Edgar V. Cunningham, Sr. (December 11, 1910 – February 27, 1980) was an early youth member of the Boy Scouts of America who, for a number of years, was believed to be the first African American Eagle Scout. Cunningham married Susie Ann Rockett on September 14, 1931, in Galena, Illinois. They had five children, eighteen grandchildren and seventeen great-grandchildren.

==Background==
Cunningham was born in New Orleans, Louisiana and was a member of Troop 12 in Waterloo, Iowa in what was then Wapsipinicon Area Council. Troop 12 was a "colored troop" formed in 1925 during the period when Scout units were segregated and, with Troop 9, was one of the two colored troops in Waterloo formed by James Lincoln Page. Cunningham was the first Scout in either of the Waterloo colored troops to earn Eagle Scout on June 8, 1926.
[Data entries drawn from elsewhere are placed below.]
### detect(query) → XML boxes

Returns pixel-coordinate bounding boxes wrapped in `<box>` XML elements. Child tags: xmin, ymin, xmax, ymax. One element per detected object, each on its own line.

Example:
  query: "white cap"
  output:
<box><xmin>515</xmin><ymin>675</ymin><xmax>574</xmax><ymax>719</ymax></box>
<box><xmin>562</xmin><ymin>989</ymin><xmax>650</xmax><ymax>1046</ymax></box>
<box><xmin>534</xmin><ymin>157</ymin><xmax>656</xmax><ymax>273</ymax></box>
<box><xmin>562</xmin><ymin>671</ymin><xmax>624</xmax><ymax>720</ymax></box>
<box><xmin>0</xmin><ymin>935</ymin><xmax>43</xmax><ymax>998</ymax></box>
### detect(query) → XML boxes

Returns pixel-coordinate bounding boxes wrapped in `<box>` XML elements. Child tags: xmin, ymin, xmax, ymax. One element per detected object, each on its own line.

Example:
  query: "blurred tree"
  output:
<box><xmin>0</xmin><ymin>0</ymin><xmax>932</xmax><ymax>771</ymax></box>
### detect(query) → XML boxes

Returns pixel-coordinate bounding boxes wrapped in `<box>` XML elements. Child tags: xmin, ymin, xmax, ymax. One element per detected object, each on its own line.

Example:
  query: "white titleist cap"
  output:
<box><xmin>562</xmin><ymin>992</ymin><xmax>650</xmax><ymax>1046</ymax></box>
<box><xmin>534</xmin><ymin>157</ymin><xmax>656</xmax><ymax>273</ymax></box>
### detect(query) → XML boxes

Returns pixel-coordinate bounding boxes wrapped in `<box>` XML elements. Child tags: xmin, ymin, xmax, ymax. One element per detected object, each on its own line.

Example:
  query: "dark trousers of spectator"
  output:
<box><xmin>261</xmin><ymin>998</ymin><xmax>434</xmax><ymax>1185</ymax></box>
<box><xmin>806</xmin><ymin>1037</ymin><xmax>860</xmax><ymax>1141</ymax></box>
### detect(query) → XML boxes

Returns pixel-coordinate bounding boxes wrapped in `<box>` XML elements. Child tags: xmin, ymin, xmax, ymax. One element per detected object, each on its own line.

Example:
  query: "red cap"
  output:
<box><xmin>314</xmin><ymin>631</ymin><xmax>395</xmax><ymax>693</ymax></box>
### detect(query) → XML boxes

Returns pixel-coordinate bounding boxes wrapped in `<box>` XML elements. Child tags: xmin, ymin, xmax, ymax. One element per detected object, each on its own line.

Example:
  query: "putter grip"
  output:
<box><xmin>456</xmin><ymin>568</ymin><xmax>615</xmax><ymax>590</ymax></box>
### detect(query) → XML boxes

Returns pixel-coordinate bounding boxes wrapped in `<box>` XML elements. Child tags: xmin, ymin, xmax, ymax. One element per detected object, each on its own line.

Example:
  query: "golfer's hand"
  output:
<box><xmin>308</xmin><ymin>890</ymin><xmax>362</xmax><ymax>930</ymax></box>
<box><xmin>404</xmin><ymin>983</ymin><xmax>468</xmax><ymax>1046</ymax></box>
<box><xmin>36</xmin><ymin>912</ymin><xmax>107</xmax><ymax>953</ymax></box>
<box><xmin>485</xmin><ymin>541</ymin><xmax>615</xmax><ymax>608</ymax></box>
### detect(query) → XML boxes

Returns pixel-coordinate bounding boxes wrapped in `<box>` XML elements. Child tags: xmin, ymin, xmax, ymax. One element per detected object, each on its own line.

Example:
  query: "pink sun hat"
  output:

Cunningham received a hand-written letter from President Calvin Coolidge referring to him as the first black Eagle Scout, and his Scoutmaster, James Lincoln Page, received a presidential citation for guiding Cunningham through that process. After Cunningham died in 1980, the Winnebago Council (the successor to the Wapsipinicon Area Council) made inquiries to the National Council of the BSA to determine if he was indeed the first black Eagle Scout. Since Cunningham had earned Eagle Scout fourteen years after the first Eagle Scout was awarded and National did not track ethnicity, at that time there was no way to validate the claim.

In February 2020, it was discovered that Harry Cooper of the Kansas City Council, became an Eagle Scout in September 1920. In the Kansas City Council (now the Heart of America Council) newsletter dated 1920, Harry Cooper of Troop 92 was listed as a new Eagle Scout as of September. The newsletter lists him as the only African American Eagle Scout in Kansas City, one of only ten Eagle Scouts in Kansas City, Missouri at the time.

In March 2020, further research showed that the Eagle Scout court of honor for Hamilton Bradley of the Rome Council, was held on December 19, 1919, in Rome, New York. This makes Bradley the earliest known black Eagle Scout.

Dr. Frank "Tick" Coleman, who earned his Eagle in 1926 is one of the first four known African-American Eagle Scouts.